To create “Heat Maps,” Mosse used a military-grade thermographic camera as he documented refugee camps. The camera rendered the landscapes in shades of gray and the people within them a brilliant white. According to Mosse’s project statement, “These images attempt to offer a way of thinking through the ways in which biology and politics have become indistinguishable in the contemporary era, especially in relation to immigration, borders, climate change, free trade, and the camps and liminal spaces where tens of millions of refugees and migrants currently find themselves in limbo, excluded from participating or contributing to our modern societies.”
The other photographers shortlisted for the prize were Sergey Ponomarev, Benny Lam, Munem Wasif, Sohei Nishino, Beate Guetschow, Rinko Kawauchi, Thomas Ruff, Saskia Gronenberg, Michael Wolf, Mandy Barker, and Pavel Wolberg. The work of the shortlisted photographers is currently showing at the Victoria & Albert museum, and will subsequently tour to other venues in New York, Zurich and Stuttgart. TeNeues will also publish a book of the work of the shortlisted artists and others who submitted work for consideration.

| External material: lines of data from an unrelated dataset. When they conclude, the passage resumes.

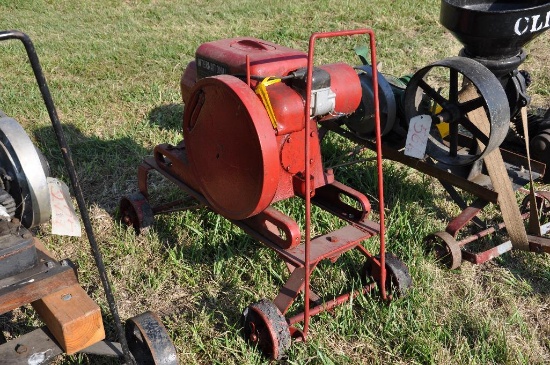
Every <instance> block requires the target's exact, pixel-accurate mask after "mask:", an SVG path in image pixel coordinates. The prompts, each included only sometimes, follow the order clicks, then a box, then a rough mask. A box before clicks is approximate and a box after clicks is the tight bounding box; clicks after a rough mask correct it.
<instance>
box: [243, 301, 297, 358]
mask: <svg viewBox="0 0 550 365" xmlns="http://www.w3.org/2000/svg"><path fill="white" fill-rule="evenodd" d="M242 324H243V332H244V337H245V339H246V340H247V341H248V342H250V343H251V344H253V345H255V346H256V347H257V348H259V349H260V351H261V352H262V353H263V354H264V356H266V357H269V358H271V359H273V360H281V359H282V358H283V357H284V355H285V352H286V351H287V350H288V349H289V347H290V343H291V340H290V330H289V327H288V323H287V322H286V319H285V317H284V316H283V315H282V313H281V311H280V310H279V308H277V307H276V306H275V304H273V302H271V301H269V300H267V299H262V300H260V301H259V302H256V303H253V304H250V305H249V306H248V307H246V309H245V310H244V311H243V314H242Z"/></svg>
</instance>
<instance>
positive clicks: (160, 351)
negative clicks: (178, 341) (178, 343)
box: [125, 312, 178, 365]
mask: <svg viewBox="0 0 550 365" xmlns="http://www.w3.org/2000/svg"><path fill="white" fill-rule="evenodd" d="M125 327H126V340H127V341H128V347H129V348H130V352H131V353H132V355H133V356H134V358H135V360H136V363H137V364H139V365H149V364H151V365H177V364H178V356H177V353H176V348H175V347H174V344H173V343H172V340H171V339H170V336H168V332H167V331H166V328H165V327H164V325H163V324H162V322H161V321H160V319H159V317H158V316H157V315H156V314H155V313H153V312H145V313H143V314H140V315H138V316H135V317H132V318H130V319H128V320H127V321H126V326H125Z"/></svg>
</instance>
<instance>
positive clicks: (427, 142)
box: [405, 115, 432, 159]
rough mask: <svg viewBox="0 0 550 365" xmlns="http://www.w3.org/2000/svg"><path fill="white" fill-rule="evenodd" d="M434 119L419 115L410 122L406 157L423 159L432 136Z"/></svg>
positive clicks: (411, 118)
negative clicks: (429, 136) (428, 139)
mask: <svg viewBox="0 0 550 365" xmlns="http://www.w3.org/2000/svg"><path fill="white" fill-rule="evenodd" d="M431 124H432V118H431V117H430V116H429V115H417V116H416V117H413V118H411V120H410V121H409V130H408V132H407V141H406V142H405V155H407V156H411V157H414V158H418V159H423V158H424V156H425V155H426V146H427V144H428V137H429V134H430V127H431Z"/></svg>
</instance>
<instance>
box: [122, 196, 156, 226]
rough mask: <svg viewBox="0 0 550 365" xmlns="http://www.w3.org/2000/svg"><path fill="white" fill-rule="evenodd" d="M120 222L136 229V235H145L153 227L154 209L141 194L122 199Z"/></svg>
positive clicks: (130, 196) (126, 196) (123, 198)
mask: <svg viewBox="0 0 550 365" xmlns="http://www.w3.org/2000/svg"><path fill="white" fill-rule="evenodd" d="M119 207H120V220H121V221H122V223H124V224H126V225H127V226H128V227H134V230H135V231H136V234H140V233H145V232H146V231H147V230H148V229H149V228H150V227H151V226H152V225H153V209H152V208H151V205H149V202H148V201H147V199H146V198H145V197H144V196H143V194H141V193H135V194H131V195H128V196H125V197H123V198H122V199H120V205H119Z"/></svg>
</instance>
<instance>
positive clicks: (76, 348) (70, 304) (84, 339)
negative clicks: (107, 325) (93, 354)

Jury members for the seventh Prix Pictet were Victoria & Albert Museum senior curator Martin Barnes; Philippe Bertherat, a former Pictet Group managing partner; photographer and the 2015 Prix Pictet winner Valérie Belin; architect Wang Shu; photographer Sebastião Salgado; economist Dambisa Moyo; Financial Times arts editor Jan Dalley; and the U.K. Foreign Secretary’s Special Representative for Climate Change, Sir David King, who served as chair of the jury.
Previous winners include Belin, Michael Schmidt, Luc Delahaye, Mitch Epstein, Nadav Kander and Benoit Aquin.